A family must make tough choices when money is tight. Cutting back on expenses, doing without, making lower cost substitutions, and delaying payments to creditors are all tactics to stretch a family’s budgets until things get better. Often creditors are prioritized, so the family doctor gets paid, while a credit card payment may get postponed.
Repaying a loan to a friend or family member before filing bankruptcy can create issues in your case. The Bankruptcy Code allows the trustee to avoid payments to “insider” creditors made within a year of the bankruptcy filing date. Insider creditors are relatives, general partners, partnerships in which the debtor is a general partner, directors, officers, persons in control, affiliates, and insiders of affiliates of the debtor. The trustee can sue an insider creditor and force the return up to one year of these payments.
Not every payment to an insider creditor can be avoided. Section 547 of the Bankruptcy Code describes payments that can be avoided as “preference payments. They include:
- A transfer
- of an interest of the Debtor in property;
- to or for the benefit of a creditor;
- for or on account of an antecedent debt owed by the Debtor before such transfer was made;
- made while the Debtor was insolvent (the Debtor being presumed to be insolvent within the 90-day period preceding the filing of a petition); and
- made within 90 days before the filing of the bankruptcy petition (or within one year if the creditor was an insider); and
- that enables the creditor to receive more than such creditor would have received in the case were a Chapter 7 liquidation proceeding.

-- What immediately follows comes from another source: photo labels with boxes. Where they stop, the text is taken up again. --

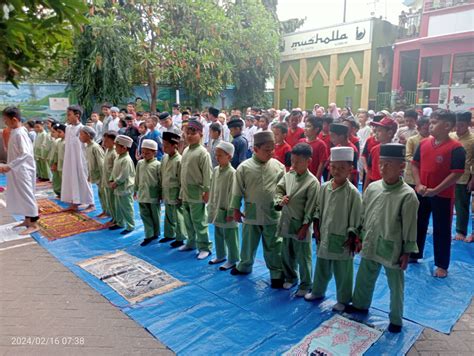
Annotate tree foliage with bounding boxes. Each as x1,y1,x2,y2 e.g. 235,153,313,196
67,14,135,113
0,0,87,85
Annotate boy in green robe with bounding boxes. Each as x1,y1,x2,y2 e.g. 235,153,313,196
33,120,50,182
98,131,118,225
346,143,419,333
179,120,212,260
230,131,285,288
305,147,362,311
134,140,161,246
159,131,186,248
207,141,239,271
109,135,135,235
275,143,319,297
79,126,105,213
51,124,66,197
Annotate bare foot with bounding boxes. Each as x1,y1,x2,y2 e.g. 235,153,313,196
433,267,448,278
82,205,95,213
18,224,39,235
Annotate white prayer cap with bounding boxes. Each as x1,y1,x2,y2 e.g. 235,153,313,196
331,147,354,162
115,135,133,148
81,126,97,140
423,107,433,116
216,141,234,157
142,139,158,151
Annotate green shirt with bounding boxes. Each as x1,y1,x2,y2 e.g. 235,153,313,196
161,152,181,205
275,171,320,242
33,131,49,159
57,138,66,172
135,158,161,204
180,144,212,203
101,148,118,188
207,163,238,228
86,141,104,184
360,178,419,268
314,179,362,260
110,152,135,196
231,155,285,225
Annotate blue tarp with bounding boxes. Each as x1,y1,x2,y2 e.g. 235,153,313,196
0,173,474,355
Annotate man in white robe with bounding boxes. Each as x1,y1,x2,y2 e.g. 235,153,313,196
61,105,94,211
0,107,39,235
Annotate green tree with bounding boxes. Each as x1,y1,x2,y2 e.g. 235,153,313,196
67,14,136,114
0,0,87,85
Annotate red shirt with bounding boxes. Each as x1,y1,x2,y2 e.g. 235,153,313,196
286,127,304,147
274,141,291,171
412,137,466,199
299,138,329,181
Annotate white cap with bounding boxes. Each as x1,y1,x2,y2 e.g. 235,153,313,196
331,147,354,162
142,139,158,151
216,141,234,157
115,135,133,148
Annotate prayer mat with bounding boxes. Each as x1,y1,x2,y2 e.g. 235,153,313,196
38,211,105,241
36,199,62,216
0,221,31,242
284,315,382,356
78,251,185,303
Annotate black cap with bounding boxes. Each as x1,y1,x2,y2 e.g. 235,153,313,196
163,131,181,144
380,143,405,161
329,124,349,135
158,111,171,120
209,106,219,117
227,117,244,129
456,111,472,122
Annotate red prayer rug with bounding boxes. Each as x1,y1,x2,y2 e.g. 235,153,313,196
38,211,105,241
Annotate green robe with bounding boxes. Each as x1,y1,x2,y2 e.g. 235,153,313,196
360,179,419,268
86,141,104,185
275,171,320,242
314,179,362,260
230,155,285,225
180,144,212,203
207,164,238,228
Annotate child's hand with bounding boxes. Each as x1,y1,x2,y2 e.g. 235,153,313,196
234,209,245,222
280,195,290,206
297,224,309,240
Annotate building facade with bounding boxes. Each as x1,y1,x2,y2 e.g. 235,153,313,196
275,18,398,109
392,0,474,110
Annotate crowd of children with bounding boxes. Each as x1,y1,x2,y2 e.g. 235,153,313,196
0,102,474,332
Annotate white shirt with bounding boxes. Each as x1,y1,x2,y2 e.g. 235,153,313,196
6,127,38,217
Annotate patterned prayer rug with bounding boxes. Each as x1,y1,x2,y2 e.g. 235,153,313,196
78,251,185,303
36,199,62,216
284,315,382,356
38,211,105,241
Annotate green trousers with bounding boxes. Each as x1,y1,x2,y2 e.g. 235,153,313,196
312,257,354,304
138,203,161,238
53,170,63,196
102,187,117,221
214,226,239,263
281,238,312,290
115,194,135,231
35,158,51,179
454,184,471,236
164,204,186,241
183,202,212,252
237,223,283,279
352,258,405,326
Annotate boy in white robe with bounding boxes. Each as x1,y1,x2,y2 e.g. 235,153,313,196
61,105,94,211
0,107,39,235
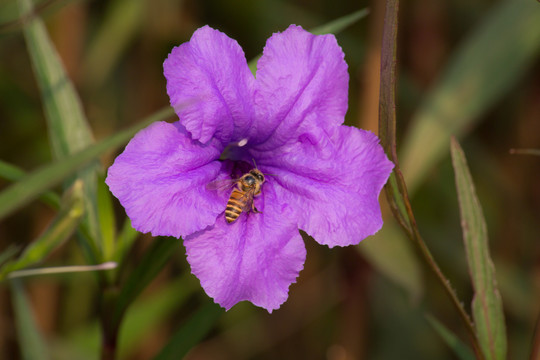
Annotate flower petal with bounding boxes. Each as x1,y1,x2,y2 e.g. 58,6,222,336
253,126,393,247
163,26,255,143
252,25,349,149
184,183,306,312
106,122,227,237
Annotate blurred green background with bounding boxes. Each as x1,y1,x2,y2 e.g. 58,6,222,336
0,0,540,360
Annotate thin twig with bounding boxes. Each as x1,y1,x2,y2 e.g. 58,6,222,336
379,0,484,359
530,314,540,360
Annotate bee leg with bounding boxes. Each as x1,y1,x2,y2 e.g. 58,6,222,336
251,203,262,214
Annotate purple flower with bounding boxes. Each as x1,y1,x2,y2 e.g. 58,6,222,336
106,25,393,312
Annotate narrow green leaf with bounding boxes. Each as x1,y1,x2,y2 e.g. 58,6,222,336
426,314,475,360
0,180,84,281
97,176,116,261
119,272,199,359
19,0,93,159
19,0,101,249
83,0,149,87
450,137,506,360
401,0,540,193
11,280,49,360
0,160,60,209
248,8,369,76
0,106,174,219
309,8,369,35
0,244,20,266
154,303,225,360
112,237,180,324
510,149,540,156
356,219,424,303
114,218,141,263
8,261,118,279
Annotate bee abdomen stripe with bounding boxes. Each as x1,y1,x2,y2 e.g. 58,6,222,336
225,206,242,214
227,199,243,207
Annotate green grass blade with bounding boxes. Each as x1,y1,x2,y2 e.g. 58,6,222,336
451,138,507,360
83,0,146,87
0,160,60,209
248,8,369,76
154,303,225,360
19,0,93,159
19,0,102,249
97,176,116,261
0,180,84,281
0,244,20,269
112,237,180,324
119,272,200,359
11,280,49,360
8,261,118,279
0,106,174,219
309,8,369,35
401,0,540,193
114,218,141,263
426,315,475,360
356,219,424,303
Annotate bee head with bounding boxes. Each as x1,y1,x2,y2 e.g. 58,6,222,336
249,169,264,184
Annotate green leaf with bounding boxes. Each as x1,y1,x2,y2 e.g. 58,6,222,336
450,138,506,360
0,160,60,209
11,280,49,360
248,8,369,76
119,272,199,359
154,303,225,360
426,314,475,360
0,180,84,281
19,0,101,252
357,219,423,303
112,237,180,324
83,0,146,87
309,8,369,35
0,106,174,219
97,176,116,261
114,218,140,263
401,0,540,194
510,149,540,156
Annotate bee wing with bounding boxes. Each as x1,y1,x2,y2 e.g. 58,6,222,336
206,179,238,191
242,189,255,213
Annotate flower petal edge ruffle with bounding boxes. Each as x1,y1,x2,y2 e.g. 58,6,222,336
105,122,228,237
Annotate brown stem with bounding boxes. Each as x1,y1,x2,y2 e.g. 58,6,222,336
379,0,484,359
530,314,540,360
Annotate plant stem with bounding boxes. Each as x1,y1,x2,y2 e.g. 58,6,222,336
379,0,484,359
100,279,120,360
530,314,540,360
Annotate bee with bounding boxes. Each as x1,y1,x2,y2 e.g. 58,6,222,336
207,168,265,224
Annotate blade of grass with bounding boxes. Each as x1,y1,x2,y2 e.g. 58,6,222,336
112,237,180,324
379,0,482,358
154,303,225,360
100,238,180,359
11,280,50,360
119,272,199,359
401,0,540,193
426,314,474,360
450,137,507,360
0,180,84,281
510,149,540,156
114,218,141,263
97,176,116,261
8,261,117,279
248,8,369,76
83,0,147,87
19,0,103,257
0,106,174,219
0,160,60,209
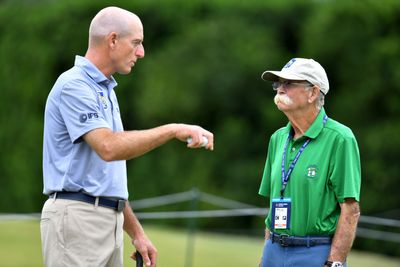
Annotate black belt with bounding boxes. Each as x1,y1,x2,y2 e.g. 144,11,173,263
49,191,126,212
270,233,332,247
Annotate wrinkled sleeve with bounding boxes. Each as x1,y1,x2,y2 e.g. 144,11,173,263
330,136,361,203
60,80,111,143
258,137,273,197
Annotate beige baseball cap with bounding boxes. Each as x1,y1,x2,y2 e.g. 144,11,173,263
261,58,329,95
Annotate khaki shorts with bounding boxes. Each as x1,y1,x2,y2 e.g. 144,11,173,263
40,199,124,267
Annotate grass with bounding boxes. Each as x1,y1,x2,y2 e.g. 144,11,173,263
0,221,400,267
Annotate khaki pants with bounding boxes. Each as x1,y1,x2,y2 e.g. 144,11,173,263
40,199,124,267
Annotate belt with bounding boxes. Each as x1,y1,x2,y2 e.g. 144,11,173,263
49,191,126,212
270,233,332,247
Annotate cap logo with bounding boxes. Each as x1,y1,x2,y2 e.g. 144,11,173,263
283,58,296,69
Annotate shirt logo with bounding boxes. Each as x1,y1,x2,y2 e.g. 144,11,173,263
79,113,99,123
306,165,318,178
97,91,108,109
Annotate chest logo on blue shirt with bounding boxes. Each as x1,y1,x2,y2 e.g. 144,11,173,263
97,91,108,109
306,165,318,178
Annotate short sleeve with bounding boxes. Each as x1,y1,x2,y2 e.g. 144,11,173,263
330,136,361,203
258,137,272,197
60,80,111,143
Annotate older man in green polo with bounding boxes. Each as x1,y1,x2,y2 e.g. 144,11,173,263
259,58,361,267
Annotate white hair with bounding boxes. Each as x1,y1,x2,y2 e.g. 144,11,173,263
89,7,141,46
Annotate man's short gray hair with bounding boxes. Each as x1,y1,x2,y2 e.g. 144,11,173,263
89,7,139,46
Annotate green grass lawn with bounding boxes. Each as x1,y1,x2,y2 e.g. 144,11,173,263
0,221,400,267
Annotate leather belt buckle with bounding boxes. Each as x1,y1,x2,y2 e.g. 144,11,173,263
279,234,289,247
117,199,126,212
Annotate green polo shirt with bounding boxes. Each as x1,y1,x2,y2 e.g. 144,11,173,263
259,108,361,236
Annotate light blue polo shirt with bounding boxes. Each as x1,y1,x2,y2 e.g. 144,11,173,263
43,56,128,199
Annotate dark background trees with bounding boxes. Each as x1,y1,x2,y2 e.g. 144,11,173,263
0,0,400,258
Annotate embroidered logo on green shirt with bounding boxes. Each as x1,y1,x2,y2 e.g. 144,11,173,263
306,165,318,178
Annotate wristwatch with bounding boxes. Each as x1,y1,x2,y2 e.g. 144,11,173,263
325,261,343,267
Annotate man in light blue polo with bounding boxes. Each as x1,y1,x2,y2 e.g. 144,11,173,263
259,58,361,267
40,7,213,267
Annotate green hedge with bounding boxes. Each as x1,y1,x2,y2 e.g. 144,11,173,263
0,0,400,255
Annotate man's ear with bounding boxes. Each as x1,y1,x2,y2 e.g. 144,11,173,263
308,85,320,103
107,32,118,49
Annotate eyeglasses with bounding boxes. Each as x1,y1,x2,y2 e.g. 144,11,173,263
272,81,314,90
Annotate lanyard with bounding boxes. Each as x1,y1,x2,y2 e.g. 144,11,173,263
281,115,328,198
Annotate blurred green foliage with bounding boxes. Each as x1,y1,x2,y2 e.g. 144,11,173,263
0,0,400,255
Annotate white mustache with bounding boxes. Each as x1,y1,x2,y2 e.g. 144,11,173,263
274,94,293,105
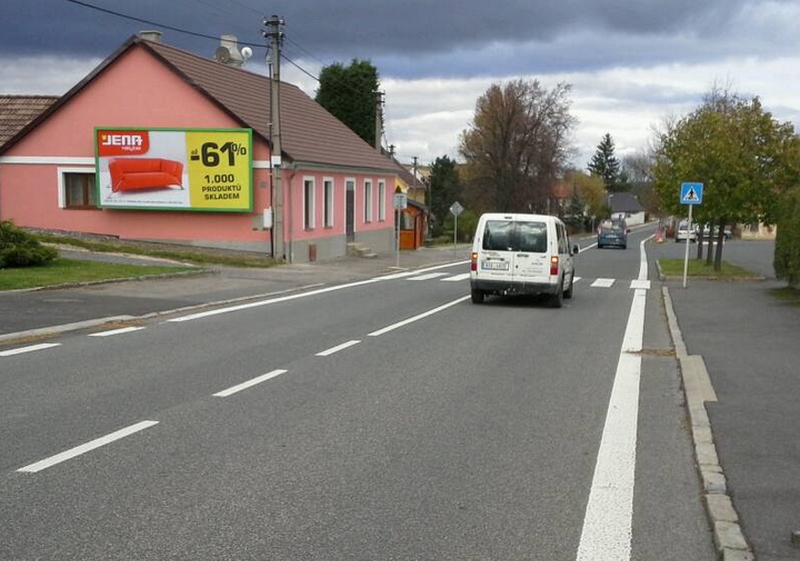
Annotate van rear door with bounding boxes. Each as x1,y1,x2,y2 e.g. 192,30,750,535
511,220,550,284
477,219,514,282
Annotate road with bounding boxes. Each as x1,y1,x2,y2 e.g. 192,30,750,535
0,225,716,561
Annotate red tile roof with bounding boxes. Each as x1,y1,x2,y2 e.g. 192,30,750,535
0,95,58,146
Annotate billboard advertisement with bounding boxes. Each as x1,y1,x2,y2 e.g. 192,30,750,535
95,128,253,212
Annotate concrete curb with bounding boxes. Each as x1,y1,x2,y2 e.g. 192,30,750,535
659,286,755,561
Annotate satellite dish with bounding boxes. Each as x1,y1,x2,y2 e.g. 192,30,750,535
214,47,231,64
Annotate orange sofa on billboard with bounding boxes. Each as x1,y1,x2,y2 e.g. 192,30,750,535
108,158,183,193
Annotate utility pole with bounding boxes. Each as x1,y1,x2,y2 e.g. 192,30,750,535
262,16,284,261
375,92,383,153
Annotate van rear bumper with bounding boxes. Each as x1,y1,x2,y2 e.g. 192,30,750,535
469,279,558,295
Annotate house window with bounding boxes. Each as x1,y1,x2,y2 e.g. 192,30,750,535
322,179,333,228
303,175,315,230
378,179,386,222
364,179,372,222
63,172,97,209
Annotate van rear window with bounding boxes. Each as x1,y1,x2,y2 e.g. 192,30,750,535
481,220,547,253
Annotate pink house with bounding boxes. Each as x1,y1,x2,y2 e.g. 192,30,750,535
0,36,397,262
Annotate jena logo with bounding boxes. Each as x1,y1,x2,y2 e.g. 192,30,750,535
97,130,150,156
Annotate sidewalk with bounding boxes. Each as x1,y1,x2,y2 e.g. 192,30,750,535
648,241,800,561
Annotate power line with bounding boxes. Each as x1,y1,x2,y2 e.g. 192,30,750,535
66,0,264,48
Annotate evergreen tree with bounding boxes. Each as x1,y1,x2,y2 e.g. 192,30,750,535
315,59,380,146
589,133,626,193
426,156,465,236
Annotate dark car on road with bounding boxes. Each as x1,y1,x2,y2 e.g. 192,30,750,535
597,220,628,249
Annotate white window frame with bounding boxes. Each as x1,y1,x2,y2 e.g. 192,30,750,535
303,177,317,230
378,179,386,222
56,167,100,209
322,177,336,228
364,179,373,222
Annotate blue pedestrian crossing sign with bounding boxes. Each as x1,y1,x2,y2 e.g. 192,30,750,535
681,183,703,205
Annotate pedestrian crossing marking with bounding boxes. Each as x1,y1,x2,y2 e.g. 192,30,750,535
442,273,469,282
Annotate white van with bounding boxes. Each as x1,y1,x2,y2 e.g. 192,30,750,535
469,213,580,308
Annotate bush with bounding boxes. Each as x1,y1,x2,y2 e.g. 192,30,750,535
773,187,800,288
0,220,58,269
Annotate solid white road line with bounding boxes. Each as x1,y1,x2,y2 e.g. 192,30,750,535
214,369,287,397
408,273,447,280
577,238,647,561
317,340,361,356
17,421,158,473
89,327,144,337
367,296,470,337
589,278,616,288
0,343,61,356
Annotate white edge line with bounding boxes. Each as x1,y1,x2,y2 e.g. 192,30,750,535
214,369,287,397
17,421,158,473
317,339,361,356
0,343,61,356
89,327,144,337
367,296,470,337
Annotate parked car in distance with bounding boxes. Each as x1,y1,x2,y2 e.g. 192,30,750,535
675,222,697,242
597,220,629,249
469,213,580,308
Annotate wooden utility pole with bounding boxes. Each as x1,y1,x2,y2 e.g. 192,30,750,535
262,16,286,261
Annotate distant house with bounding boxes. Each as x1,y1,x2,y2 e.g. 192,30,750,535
608,192,645,226
0,35,398,262
394,156,430,249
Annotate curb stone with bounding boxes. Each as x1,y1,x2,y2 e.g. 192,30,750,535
659,286,755,561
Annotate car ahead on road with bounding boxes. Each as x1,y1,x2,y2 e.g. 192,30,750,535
469,213,580,308
675,222,697,242
597,220,629,249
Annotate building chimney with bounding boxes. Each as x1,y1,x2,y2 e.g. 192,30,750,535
214,34,252,68
139,29,161,43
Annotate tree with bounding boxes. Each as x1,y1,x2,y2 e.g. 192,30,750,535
653,89,800,270
459,76,575,212
426,156,463,236
315,59,380,146
564,170,608,229
588,133,627,193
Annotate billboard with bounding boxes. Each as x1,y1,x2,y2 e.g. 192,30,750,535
95,128,253,212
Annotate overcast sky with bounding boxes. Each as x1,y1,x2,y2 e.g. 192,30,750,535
0,0,800,168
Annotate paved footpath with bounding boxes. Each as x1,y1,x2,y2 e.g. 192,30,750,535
649,240,800,561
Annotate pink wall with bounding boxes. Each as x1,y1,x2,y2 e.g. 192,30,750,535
0,46,395,254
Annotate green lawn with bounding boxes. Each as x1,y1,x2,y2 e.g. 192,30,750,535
0,259,198,290
658,259,759,280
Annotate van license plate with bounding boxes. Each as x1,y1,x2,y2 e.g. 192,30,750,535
481,261,508,271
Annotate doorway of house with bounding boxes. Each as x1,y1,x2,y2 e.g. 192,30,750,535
345,179,356,243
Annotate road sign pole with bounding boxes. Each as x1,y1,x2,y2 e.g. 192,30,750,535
683,205,694,288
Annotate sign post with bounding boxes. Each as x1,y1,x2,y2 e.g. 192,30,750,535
394,193,408,269
450,201,464,257
679,183,703,288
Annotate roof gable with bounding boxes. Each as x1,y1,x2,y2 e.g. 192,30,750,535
0,36,396,174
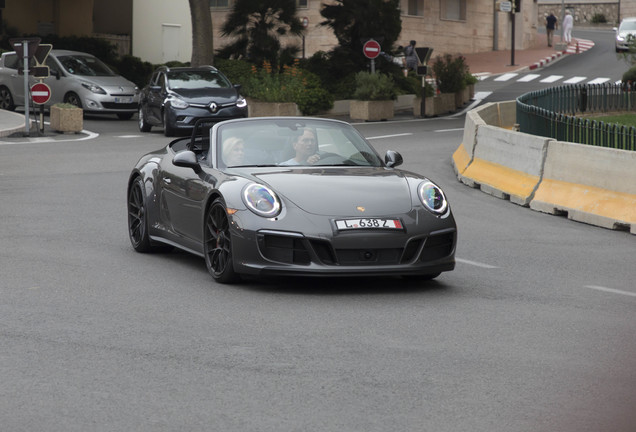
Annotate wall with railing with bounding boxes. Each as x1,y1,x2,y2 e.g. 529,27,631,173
516,83,636,151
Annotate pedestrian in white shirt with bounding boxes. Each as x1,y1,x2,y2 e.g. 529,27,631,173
563,10,574,45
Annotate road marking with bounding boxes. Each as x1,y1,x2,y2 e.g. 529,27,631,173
495,73,519,81
539,75,563,83
563,77,587,84
585,285,636,297
517,74,541,82
367,133,413,140
588,78,609,84
455,258,499,268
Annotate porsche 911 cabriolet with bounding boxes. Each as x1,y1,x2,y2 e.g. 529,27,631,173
127,117,457,283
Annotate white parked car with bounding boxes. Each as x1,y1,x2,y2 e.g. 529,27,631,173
614,17,636,52
0,50,139,120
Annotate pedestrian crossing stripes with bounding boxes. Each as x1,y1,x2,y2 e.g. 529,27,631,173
478,72,620,84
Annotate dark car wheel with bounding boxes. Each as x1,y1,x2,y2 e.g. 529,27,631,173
163,111,176,136
128,177,172,252
64,92,82,108
0,87,15,111
203,199,238,283
139,105,152,132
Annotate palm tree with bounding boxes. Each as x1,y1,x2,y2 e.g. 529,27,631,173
218,0,304,65
189,0,214,66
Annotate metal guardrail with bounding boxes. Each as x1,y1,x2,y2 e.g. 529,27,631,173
516,83,636,151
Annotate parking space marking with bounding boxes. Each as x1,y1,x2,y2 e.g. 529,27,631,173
539,75,563,83
585,285,636,297
455,258,499,268
517,74,541,82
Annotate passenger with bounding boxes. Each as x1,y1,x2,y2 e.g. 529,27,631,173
281,128,320,165
222,137,245,167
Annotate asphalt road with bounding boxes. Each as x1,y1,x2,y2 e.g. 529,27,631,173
0,32,636,432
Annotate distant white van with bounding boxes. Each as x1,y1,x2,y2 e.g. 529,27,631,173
0,50,139,120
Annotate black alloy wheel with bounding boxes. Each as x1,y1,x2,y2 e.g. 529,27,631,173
203,198,238,283
64,92,82,108
139,104,152,132
128,177,153,252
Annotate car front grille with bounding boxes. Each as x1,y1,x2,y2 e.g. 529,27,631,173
258,232,455,266
102,102,139,110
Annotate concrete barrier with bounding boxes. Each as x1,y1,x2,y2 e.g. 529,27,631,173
452,101,636,234
460,125,550,207
530,141,636,234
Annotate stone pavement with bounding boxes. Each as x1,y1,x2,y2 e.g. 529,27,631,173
0,34,594,140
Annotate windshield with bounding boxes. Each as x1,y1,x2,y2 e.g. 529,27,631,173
57,55,116,76
167,70,232,90
216,118,383,168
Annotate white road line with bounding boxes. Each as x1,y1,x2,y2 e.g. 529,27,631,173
367,133,413,140
517,74,541,82
455,258,499,268
539,75,563,83
495,73,519,81
588,78,609,84
475,92,492,100
585,285,636,297
563,77,587,84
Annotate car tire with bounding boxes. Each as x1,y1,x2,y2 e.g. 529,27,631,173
0,86,15,111
203,198,239,284
64,92,83,108
163,110,176,136
128,177,172,252
139,105,152,132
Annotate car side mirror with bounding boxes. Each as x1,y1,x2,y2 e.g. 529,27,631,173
384,150,404,168
172,150,201,174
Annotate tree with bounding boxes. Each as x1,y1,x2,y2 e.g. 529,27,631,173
320,0,402,72
218,0,303,65
189,0,214,66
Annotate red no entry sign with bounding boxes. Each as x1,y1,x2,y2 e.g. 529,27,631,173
362,39,380,59
31,83,51,105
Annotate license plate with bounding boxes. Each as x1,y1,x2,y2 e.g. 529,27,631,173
336,218,403,230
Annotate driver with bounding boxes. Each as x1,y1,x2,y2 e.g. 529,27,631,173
281,128,320,165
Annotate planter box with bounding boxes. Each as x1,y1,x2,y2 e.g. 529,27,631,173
247,100,301,117
413,97,437,117
51,105,84,133
349,100,394,121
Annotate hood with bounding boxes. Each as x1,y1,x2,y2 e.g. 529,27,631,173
80,75,137,95
254,168,412,217
170,88,238,105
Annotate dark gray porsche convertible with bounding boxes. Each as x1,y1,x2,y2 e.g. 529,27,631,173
127,117,457,283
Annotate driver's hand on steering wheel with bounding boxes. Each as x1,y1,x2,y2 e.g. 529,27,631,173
307,154,320,165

If you have made a preference payment to an insider creditor, there may be defenses. The three most commonly used in an individual bankruptcy are: the Ordinary Course of Business Defense, the Contemporaneous Exchange Defense, and the Small Commercial Preference Defense.
Ordinary Course of Business. In order to prevail with this defense the debtor must show that the debt was incurred in the ordinary course of business between the two parties, was paid according to the ordinary course of business between the two parties OR paid according to ordinary business terms as are customary in the industry.
Contemporaneous Exchange. This defense centers on when the preference payment was received. A preferential transfer may not be avoided if it was intended by the debtor and the creditor to be, and in fact was, a contemporaneous exchange for new value given to the debtor and the antecedent debt of the creditor was not affected by the debtor’s payment. An example of a contemporaneous exchange is a purchase situation: you pay your mother $2,000 and she gives you her car.
Small Commercial Preference Defense. Section 547(c)(9) of the Bankruptcy Code limits transfers could be avoided in a commercial case (currently amounts less than $6,225). This section specifically provides, “if, in a case filed by a debtor whose debts are not primarily consumer debts, the aggregate value of all property that constitutes or is affected by such transfer is less than [$6,225].” This section applies to an individual debtor who does not have primarily consumer debts.
The bottom line is this: preference issues are complex. Don’t turn over money requested by the trustee until your attorney advises you to do so.